While other standards exist, we utilize those produced by W3C as they are clear, well formulated and are showing signs of broad adoption across multiple industries.

The latest milestone from our roadmap, which we are delighted to be bringing to you today, has seen the Dock development team work specifically on increasing the interoperability of the network’s existing components. Specifically, we’ve focussed on providing a communication mechanism between the credential issuer and the credential holder, and the holder and verifier.

CHAPI standard and DIDAuth

This feature will provide communication over HTTP for documents through the Credential Handler API (CHAPI) standard. For the uninitiated, CHAPI enables websites to install Credential Handlers that can respond when users visit other websites that request or store credentials.

The holder, before requesting the credential, will use DIDAuth to show control over the DID (Decentralized Identity).

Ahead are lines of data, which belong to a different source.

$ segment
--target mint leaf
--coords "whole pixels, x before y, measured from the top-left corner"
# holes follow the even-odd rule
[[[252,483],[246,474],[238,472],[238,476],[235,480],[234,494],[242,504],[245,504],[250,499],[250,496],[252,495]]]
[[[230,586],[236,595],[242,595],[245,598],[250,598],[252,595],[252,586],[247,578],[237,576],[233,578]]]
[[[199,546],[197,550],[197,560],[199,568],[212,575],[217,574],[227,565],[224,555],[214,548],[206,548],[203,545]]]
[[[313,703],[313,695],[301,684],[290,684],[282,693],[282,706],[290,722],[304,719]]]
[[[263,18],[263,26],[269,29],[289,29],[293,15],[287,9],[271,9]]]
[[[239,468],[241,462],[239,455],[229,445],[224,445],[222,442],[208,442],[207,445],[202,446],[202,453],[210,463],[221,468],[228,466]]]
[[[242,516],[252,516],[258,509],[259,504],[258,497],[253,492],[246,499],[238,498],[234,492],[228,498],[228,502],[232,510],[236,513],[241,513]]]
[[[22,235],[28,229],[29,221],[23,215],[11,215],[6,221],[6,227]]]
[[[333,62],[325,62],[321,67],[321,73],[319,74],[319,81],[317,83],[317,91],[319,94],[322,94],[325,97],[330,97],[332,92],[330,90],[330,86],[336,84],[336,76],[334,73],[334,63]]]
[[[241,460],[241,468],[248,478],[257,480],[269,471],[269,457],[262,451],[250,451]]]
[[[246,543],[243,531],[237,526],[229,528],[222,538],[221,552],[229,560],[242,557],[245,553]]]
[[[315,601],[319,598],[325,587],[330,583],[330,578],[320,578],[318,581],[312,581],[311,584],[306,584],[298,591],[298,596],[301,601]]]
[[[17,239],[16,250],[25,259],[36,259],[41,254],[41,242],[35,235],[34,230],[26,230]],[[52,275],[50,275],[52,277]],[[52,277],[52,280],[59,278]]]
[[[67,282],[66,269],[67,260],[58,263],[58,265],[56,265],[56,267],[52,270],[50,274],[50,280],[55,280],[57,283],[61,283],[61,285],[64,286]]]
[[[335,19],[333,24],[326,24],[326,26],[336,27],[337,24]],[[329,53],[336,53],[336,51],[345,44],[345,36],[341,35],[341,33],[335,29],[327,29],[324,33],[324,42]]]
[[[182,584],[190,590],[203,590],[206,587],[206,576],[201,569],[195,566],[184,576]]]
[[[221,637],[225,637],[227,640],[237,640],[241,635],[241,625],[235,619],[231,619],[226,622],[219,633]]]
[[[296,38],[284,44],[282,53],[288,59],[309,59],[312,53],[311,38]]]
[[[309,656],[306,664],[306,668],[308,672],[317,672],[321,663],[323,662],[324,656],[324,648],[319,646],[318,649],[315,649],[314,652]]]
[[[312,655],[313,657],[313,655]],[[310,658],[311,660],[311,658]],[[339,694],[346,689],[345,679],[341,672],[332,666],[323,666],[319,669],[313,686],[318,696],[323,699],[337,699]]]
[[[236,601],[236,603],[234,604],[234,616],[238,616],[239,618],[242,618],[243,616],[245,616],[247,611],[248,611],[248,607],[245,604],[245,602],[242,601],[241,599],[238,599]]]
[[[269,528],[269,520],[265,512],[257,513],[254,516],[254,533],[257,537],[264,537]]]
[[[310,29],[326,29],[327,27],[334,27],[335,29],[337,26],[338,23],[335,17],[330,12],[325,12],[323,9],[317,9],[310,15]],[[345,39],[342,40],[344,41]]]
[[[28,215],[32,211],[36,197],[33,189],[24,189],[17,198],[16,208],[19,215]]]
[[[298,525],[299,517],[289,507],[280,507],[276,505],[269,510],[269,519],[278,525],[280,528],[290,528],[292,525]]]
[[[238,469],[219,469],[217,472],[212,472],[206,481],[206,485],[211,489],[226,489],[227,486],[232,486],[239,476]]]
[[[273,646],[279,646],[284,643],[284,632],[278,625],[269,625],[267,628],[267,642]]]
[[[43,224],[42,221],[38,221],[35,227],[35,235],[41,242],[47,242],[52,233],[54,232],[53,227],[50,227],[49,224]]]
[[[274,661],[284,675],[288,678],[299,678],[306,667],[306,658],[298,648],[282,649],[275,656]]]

This process enables the owner of a DID to prove that they are the owner of that identity, potentially paving the way for the parties to exchange additional data in a trustworthy way.

Demo apps and a new API

As part of today's release, we are making available some demo credential Issuer applications (CHAPI wallet) that enable a desktop web-browser to use our demo web application and have it registered with their browser so it can act as a test wallet in order to show interop capabilities. We have publicly hosted our demo applications for Issuer, Wallet and Verifier and also open sourced them on our Github.

We are also releasing an early version of Dock’s Verifiable Credential API which is an implementation of the W3 VC Data model API routes for issuing and verification. It is a way to showcase interoperability with the W3C issuer and verifier by enabling a developer to test both endpoints with properly-formatted payloads and receive responses as depicted in the W3C Issuer and Verifier HTTP API spec.

Finally, we have submitted our work to W3C’s Interoperability PlugFest Test plan. You can find Dock alongside other projects in the ecosystem within their GitHub repositories.